Ways of thinking about complexity
One of the most notable challenges for developmental evaluators and those seeking to employ developmental evaluation is the systems thinking about complexity. It means accepting non-linearity as a key principle in viewing a program and its context. It also means that context must be accounted for in the evaluation design. Simplistic assertions about methodological approaches (“I’m a qualitative evaluator / I’m a quantitative evaluator“) will not work. Complex programs require attention to the macro level contexts and moment-by-moment activities simultaneously and at the very least demand mixed method approaches to their understanding.
Although much of the science of complexity is based on highly mathematical, quantitative science, it’s practice as a means of understanding programs is quantitative and qualitative and synthetic. It requires attention to context and the nuances that qualitative methods can reveal and the macro-level understanding that quantitative data can produce from many interactions.

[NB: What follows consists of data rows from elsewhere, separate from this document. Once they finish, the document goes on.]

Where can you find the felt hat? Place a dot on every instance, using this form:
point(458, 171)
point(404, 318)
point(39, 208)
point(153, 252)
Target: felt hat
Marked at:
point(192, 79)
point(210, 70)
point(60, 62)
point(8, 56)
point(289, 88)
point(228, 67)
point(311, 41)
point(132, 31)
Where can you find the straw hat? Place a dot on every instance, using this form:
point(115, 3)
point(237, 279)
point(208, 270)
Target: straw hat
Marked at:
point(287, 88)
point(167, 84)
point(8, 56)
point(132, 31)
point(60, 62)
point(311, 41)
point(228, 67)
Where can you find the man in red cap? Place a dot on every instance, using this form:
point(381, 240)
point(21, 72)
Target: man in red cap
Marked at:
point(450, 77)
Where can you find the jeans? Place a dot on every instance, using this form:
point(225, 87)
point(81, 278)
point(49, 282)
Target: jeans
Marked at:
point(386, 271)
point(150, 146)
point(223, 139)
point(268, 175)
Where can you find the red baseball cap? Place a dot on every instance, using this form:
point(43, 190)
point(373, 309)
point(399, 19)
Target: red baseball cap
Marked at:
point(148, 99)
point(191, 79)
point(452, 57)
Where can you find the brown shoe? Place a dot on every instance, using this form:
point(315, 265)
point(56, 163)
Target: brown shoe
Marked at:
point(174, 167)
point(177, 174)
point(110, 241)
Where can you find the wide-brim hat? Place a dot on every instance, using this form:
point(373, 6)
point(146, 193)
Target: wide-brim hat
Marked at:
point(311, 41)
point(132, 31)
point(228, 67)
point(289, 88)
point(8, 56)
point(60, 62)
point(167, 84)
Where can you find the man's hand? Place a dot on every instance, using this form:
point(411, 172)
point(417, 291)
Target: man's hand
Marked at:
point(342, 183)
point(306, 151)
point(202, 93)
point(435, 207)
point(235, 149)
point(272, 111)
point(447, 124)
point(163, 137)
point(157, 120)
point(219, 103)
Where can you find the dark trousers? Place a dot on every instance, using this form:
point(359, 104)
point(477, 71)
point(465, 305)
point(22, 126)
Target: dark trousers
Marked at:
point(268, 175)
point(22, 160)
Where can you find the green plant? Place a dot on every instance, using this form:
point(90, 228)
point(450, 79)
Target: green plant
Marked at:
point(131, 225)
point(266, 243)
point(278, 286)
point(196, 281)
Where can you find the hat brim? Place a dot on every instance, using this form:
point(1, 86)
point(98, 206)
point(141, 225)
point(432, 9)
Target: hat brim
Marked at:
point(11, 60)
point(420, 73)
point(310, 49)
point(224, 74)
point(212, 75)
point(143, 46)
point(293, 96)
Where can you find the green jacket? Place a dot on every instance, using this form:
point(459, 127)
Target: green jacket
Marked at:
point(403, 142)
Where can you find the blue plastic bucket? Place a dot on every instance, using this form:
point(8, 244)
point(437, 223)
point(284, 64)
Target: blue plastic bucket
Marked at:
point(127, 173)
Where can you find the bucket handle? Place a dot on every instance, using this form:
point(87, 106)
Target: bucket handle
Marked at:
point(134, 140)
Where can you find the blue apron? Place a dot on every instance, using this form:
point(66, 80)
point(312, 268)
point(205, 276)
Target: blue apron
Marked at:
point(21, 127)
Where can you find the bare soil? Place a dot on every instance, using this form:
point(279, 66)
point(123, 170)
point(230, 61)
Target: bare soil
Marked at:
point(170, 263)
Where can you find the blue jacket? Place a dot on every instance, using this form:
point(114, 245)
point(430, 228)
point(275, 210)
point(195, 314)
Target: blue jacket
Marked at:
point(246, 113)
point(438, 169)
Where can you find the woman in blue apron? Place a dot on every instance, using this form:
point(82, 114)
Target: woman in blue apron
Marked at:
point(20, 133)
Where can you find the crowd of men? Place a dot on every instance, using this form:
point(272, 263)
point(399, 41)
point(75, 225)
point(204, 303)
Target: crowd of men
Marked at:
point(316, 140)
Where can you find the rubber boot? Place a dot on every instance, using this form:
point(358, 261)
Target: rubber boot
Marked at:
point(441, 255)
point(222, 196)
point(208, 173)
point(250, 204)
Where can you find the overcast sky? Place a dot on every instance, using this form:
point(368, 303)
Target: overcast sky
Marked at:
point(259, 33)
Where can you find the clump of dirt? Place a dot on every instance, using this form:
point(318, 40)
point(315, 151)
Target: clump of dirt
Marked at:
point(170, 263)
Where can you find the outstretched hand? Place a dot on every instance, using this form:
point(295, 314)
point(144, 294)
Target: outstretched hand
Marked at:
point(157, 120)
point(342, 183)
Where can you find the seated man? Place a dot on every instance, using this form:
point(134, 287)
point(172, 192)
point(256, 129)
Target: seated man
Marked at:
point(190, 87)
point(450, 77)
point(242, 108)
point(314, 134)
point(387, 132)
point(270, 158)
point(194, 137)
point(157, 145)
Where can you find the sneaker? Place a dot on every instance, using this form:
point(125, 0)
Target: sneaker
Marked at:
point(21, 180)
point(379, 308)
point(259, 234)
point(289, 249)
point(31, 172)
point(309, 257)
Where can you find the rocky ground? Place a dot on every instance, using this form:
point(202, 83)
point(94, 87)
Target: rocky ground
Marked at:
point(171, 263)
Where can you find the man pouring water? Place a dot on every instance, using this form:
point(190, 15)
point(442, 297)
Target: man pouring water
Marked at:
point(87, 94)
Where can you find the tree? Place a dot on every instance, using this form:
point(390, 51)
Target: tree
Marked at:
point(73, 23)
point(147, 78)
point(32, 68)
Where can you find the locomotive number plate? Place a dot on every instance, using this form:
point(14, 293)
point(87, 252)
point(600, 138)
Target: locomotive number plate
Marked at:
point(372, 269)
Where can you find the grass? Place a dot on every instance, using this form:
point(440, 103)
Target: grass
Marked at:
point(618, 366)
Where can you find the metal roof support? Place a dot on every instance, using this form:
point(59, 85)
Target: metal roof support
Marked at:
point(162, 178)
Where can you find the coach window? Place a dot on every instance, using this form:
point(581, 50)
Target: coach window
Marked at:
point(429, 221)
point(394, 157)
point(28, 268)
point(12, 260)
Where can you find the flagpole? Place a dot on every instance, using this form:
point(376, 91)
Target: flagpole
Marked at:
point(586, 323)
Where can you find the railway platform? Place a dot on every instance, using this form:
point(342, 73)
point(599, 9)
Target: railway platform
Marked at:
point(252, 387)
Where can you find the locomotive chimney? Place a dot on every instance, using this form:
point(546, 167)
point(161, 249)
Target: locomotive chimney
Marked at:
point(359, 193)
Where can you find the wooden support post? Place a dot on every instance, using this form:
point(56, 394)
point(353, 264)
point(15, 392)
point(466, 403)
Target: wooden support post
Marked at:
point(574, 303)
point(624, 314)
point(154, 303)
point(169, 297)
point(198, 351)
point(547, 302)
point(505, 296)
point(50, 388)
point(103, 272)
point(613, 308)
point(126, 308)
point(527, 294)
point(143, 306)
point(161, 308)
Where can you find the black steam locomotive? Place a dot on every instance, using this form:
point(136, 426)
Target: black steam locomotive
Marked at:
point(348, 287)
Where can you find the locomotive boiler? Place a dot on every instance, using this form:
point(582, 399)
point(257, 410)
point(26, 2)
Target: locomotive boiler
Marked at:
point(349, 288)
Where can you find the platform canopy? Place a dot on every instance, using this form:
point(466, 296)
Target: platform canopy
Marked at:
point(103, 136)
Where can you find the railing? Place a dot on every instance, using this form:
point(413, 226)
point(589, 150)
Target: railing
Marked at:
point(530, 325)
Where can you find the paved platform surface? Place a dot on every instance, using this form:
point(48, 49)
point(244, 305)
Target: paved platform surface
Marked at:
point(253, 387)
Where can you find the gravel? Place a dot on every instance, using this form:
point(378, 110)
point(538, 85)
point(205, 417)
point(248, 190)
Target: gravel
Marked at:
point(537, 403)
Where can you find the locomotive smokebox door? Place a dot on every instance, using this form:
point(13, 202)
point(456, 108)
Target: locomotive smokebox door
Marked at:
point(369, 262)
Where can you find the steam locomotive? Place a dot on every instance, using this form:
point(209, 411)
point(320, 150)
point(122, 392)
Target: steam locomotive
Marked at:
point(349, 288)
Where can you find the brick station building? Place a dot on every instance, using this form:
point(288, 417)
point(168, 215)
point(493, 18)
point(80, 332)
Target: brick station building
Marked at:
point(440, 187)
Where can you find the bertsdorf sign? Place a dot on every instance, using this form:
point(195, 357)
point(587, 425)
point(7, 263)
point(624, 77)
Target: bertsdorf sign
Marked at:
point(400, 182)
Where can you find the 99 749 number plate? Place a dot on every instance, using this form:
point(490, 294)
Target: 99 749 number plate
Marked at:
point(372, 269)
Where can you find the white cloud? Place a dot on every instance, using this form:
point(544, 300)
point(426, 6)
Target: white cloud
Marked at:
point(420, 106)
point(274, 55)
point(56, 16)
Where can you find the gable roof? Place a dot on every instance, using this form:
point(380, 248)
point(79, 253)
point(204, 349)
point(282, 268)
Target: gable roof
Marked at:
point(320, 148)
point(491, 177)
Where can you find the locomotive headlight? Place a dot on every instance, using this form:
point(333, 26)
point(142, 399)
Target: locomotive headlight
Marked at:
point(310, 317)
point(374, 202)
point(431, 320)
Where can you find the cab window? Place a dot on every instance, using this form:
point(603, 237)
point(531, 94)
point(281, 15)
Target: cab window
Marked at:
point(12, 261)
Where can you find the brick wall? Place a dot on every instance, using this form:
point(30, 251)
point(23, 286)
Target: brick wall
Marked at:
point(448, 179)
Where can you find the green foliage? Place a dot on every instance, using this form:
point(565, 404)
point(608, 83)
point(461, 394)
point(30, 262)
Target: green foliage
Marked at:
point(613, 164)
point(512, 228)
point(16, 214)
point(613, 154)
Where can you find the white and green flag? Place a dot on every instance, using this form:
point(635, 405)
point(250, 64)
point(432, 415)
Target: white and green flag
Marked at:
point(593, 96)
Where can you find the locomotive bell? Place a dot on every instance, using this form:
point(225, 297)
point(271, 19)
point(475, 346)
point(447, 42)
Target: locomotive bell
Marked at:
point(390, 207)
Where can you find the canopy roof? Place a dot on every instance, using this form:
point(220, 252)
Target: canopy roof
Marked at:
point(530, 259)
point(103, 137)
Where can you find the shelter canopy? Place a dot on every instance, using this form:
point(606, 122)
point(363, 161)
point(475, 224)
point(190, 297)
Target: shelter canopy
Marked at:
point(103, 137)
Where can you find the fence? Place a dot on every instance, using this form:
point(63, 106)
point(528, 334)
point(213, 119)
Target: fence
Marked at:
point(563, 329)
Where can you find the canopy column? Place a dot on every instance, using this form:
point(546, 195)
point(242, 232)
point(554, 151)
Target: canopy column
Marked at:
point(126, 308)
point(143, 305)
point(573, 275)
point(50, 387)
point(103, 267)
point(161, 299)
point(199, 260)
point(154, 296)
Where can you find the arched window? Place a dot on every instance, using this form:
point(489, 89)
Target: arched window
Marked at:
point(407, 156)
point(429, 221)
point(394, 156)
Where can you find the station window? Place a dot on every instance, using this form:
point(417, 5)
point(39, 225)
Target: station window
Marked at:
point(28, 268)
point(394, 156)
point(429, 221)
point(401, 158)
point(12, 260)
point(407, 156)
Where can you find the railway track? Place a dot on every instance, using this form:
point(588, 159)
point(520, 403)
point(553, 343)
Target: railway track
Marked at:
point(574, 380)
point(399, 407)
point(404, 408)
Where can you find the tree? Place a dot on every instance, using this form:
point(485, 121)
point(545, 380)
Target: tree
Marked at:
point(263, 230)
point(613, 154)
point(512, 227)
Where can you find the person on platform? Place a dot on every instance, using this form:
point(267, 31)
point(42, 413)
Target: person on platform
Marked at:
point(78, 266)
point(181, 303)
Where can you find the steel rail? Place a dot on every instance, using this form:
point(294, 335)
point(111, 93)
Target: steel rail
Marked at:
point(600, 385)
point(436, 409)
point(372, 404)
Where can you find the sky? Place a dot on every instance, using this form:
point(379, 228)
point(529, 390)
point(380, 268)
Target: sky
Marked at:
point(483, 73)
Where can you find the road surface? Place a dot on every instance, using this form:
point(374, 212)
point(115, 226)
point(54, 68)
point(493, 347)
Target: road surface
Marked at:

It also means getting away from language about program improvements towards one of development and that might be the hardest part of the entire process. Development requires adaptation to the program, thought and rethinking about the program’s resources and processes that integrate feedback into an ongoing set of adjustments that perpetuate through the life cycle of the program. This requires a different kind of attention, methods, and commitment from both a program and its evaluators.
In the coming posts I’ll look at how this attention gets realized in designing and redesigning the program as we move into developmental design.